Em jornalismo se diz que notícias
positivas não atraem leitores (ou ouvintes ou telespectadores, dependendo do
veículo pelo qual são divulgadas). Já em Literatura, a abordagem de virtudes,
de amizades sólidas, de amores bem sucedidos, de atos de bondade e de
solidariedade, é evitada, ao máximo, sob o pretexto de que se alguém o fizesse,
a história que escrevem se transformaria num enredo “piegas”, inverossímil,
tipo água com açúcar. Mas aí é que está o desafio para escritores realmente
talentosos e competentes. Ou seja, dar verossimilhança ao positivo e torná-lo
interessante. Nas mãos de um incompetente isso é, de fato, impossível. Seus
romances, contos, novelas ou peças teatrais se transformariam, realmente, em
textos piegas, enjoativos, “água com açúcar”. O problema, porém, não está na
abordagem, mas em quem aborda.
Será que a vida é caracterizada
“apenas” por atos nefastos, por desastres naturais ou provocados, por lágrimas,
sofrimentos, dor? Ora, ora, ora. Claro que não. Quem se diverte com essa
sucessão de desgraças, no mínimo, tem alguma tendência masoquista. Adora
sofrer! Não deveria haver um equilíbrio na informação (e na descrição, no caso
de se tratar de escritor) de desgraças, com atos abnegados e esforços
desprendidos? E estes últimos existem, caso contrário, se o mundo, a vida, a
realidade que nos cerca fossem constituídos apenas de infelicidades e
aberrações, em pouco tempo, nada mais existiria. Ninguém suportaria tanta
tragédia.
A pretexto de evitarem a
alienação, determinados comunicadores (e temo que se trate da maioria), na
verdade alienam seus consumidores do lado positivo da existência. Suprimem
informações que despertem a alegria e o prazer de viver nas pessoas. Daí estar
surgindo nova doença – que talvez, até, existisse antes, mas que somente agora
emerge e vem afetando número crescente de indivíduos – que é a síndrome do
pânico. Como não ficar aterrorizado face à divulgação, tão intensiva, maciça,
constante e exclusiva de desgraças e aberrações?!!
Especialistas estimam que tal
problema já atinja a 2% da população mundial. Há quem eleve essa cifra para 5%.
Desconfio que ela seja muito maior. Mesmo que não seja, no entanto, trata-se de
um universo significativo de afetados. A difusão da filosofia do pessimismo, do
catastrofismo, do negativismo, certamente tem muito a ver com este mal, se não
tudo.
A vida ganha novo sabor, e adquire grandeza e
transcendência, quando a usufruímos em toda sua plenitude, com suas dores,
alegrias e tristezas, sucessos e fracassos. Quando lhe impomos um objetivo e
empenhamos todo nosso imenso (mas desconhecido) potencial na sua realização.

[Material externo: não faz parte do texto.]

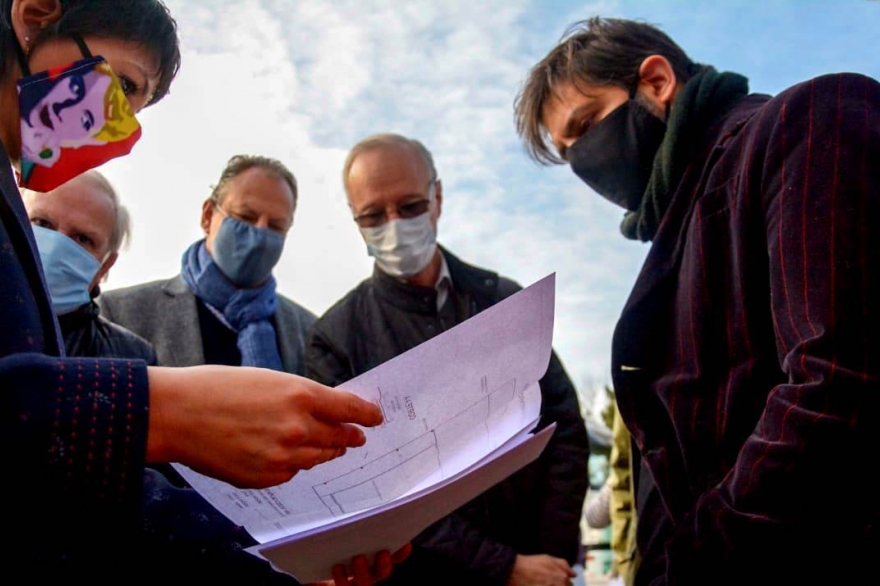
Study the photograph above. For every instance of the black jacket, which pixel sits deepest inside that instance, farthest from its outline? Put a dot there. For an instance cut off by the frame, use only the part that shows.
(88, 334)
(538, 509)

Para alcançarmos a felicidade – que sempre está dentro de nós – temos que
relevar nossas fraquezas, ter coragem e forças de nos levantar sempre que
viermos a tropeçar e a cair, e persistir, com determinação fé e coragem, na
busca da concretização do nosso ideal.
Viemos ao mundo com alguma
finalidade que, certamente, não é a de meramente sofrer e nem a de nos
colocarmos à margem da sociedade e da vida. Compete-nos detectar e, quando não,
estabelecer nossa razão de viver. Fedor Dostoievsky observa, com pertinência, a
propósito: “O segredo da existência humana não reside só em viver, mas também
em saber para que se vive”. E você sabe? Mesmo que não saiba, certamente não é
para sofrer, se frustrar, curtir amarguras e ressentimentos e depois morrer,
sozinho e abandonado. Ou você acha que é?